I-LBR
The software tool 'I-LBR' identifies ligand-binding residues (LBRs) in proteins when only the protein sequence is available. The method, consisting of two modes (I-LBRGP and I-LBRLS) for general-purpose and ligand-specific LBR identification, respectively, employs a query-specific computational approach without relying on protein 3D structure information. I-LBR constructs a specific training subset based on the query sequence, utilizes the support vector machine (SVM) algorithm to learn the LBR identification model, and predicts the probability of each residue in the query protein belonging to the LBR class.
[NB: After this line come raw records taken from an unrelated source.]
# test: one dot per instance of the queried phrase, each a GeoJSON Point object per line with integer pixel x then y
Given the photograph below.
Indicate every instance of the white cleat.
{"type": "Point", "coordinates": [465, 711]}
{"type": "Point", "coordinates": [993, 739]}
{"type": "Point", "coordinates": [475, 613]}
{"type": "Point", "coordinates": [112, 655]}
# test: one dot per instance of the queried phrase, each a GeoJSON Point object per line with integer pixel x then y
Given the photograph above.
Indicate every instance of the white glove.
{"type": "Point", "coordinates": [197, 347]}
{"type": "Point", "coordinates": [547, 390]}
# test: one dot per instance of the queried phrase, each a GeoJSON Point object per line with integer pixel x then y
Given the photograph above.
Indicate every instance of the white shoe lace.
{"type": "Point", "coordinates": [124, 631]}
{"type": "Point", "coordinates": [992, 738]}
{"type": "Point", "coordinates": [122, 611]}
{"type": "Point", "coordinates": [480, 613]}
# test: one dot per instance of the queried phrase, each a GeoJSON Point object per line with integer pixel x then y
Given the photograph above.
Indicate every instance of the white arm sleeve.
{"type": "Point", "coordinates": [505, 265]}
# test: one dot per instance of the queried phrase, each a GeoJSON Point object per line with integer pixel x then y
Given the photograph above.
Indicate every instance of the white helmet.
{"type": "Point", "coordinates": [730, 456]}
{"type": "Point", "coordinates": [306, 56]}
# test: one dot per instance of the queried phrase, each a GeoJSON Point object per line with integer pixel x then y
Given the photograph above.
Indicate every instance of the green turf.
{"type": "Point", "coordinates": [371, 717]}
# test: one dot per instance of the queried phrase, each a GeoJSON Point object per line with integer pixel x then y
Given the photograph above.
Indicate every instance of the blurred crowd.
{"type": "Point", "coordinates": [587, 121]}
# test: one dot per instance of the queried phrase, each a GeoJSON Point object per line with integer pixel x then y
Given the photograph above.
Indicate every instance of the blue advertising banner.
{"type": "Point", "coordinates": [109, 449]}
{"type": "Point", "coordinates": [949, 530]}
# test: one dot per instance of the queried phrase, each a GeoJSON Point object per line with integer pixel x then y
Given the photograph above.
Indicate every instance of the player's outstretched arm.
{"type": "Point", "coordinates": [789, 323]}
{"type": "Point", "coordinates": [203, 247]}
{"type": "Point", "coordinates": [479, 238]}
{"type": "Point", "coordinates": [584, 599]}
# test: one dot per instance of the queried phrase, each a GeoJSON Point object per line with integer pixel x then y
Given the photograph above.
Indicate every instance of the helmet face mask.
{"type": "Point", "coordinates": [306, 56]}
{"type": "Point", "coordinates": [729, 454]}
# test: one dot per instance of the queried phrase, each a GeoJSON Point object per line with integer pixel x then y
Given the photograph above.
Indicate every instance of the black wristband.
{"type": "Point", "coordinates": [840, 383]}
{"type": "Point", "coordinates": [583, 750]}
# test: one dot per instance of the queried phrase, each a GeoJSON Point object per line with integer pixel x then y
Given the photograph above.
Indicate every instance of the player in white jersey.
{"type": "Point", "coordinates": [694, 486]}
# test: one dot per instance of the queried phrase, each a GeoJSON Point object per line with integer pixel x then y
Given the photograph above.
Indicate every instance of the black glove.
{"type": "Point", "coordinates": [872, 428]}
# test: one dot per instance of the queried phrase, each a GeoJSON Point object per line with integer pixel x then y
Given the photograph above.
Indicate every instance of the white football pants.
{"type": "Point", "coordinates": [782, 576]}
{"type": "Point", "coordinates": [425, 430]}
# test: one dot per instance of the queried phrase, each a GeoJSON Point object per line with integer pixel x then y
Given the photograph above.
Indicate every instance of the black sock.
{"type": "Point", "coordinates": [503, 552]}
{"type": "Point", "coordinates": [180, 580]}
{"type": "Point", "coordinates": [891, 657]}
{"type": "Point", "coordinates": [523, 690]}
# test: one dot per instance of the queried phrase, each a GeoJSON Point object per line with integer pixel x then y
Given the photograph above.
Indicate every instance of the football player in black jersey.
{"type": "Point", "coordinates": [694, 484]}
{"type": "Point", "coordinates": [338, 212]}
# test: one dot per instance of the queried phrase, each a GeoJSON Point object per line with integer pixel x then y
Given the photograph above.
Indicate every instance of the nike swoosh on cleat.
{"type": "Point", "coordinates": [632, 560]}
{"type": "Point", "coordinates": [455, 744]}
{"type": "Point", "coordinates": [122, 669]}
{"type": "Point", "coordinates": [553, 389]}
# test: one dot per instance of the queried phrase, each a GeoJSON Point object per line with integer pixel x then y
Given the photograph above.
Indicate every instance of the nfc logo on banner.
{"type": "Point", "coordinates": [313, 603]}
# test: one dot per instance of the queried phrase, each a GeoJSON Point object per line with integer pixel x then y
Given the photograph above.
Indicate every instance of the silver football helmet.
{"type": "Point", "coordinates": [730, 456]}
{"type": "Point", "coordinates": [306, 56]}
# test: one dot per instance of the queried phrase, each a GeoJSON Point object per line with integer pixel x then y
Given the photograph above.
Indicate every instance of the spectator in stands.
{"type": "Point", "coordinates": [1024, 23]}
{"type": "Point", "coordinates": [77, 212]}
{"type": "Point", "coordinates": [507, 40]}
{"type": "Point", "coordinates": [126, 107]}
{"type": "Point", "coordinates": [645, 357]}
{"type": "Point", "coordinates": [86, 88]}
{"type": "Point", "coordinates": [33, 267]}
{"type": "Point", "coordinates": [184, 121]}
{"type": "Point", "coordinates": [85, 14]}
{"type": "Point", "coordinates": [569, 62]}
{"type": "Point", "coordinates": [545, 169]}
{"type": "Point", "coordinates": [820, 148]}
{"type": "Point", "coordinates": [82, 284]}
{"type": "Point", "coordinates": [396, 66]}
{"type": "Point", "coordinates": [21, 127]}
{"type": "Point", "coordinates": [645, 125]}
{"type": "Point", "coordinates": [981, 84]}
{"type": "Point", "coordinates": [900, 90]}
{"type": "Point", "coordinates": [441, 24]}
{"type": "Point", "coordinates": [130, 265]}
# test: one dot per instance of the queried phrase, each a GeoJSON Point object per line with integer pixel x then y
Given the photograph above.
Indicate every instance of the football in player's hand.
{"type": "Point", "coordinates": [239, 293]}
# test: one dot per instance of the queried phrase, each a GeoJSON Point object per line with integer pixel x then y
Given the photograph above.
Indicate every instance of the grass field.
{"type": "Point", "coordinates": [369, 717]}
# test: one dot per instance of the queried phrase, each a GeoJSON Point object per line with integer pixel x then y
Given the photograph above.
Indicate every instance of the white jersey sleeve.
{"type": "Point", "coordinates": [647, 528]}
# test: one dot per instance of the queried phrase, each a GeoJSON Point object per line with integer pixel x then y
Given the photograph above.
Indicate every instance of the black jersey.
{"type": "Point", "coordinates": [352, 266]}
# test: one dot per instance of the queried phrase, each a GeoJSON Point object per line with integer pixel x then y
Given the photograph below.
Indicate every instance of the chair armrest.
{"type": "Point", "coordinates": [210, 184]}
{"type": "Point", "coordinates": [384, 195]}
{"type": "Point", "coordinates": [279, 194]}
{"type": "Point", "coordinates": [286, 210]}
Experimental results on four testing datasets indicate that I-LBRLS is preferable when the ligand type/types are known.
Topic
Proteins;Sequence analysis;Structure analysis
Detail
Operation: Sequence profile alignment;Protein identification;Expression analysis
Software interface: Web user interface
Language: -
License: -
Cost: Free
Version name: -
Credit: National Natural Science Foundation of China, the Key Laboratory of Data Science and Intelligence Application, Fujian Province University, Natural Science Foundation of Zhejiang.
Input: -
Output: -
Contact: Jun Hu junh_cs@126.com
Collection: -
Maturity: -
Publications
- Identification of ligand-binding residues using protein sequence profile alignment and query-specific support vector machine model.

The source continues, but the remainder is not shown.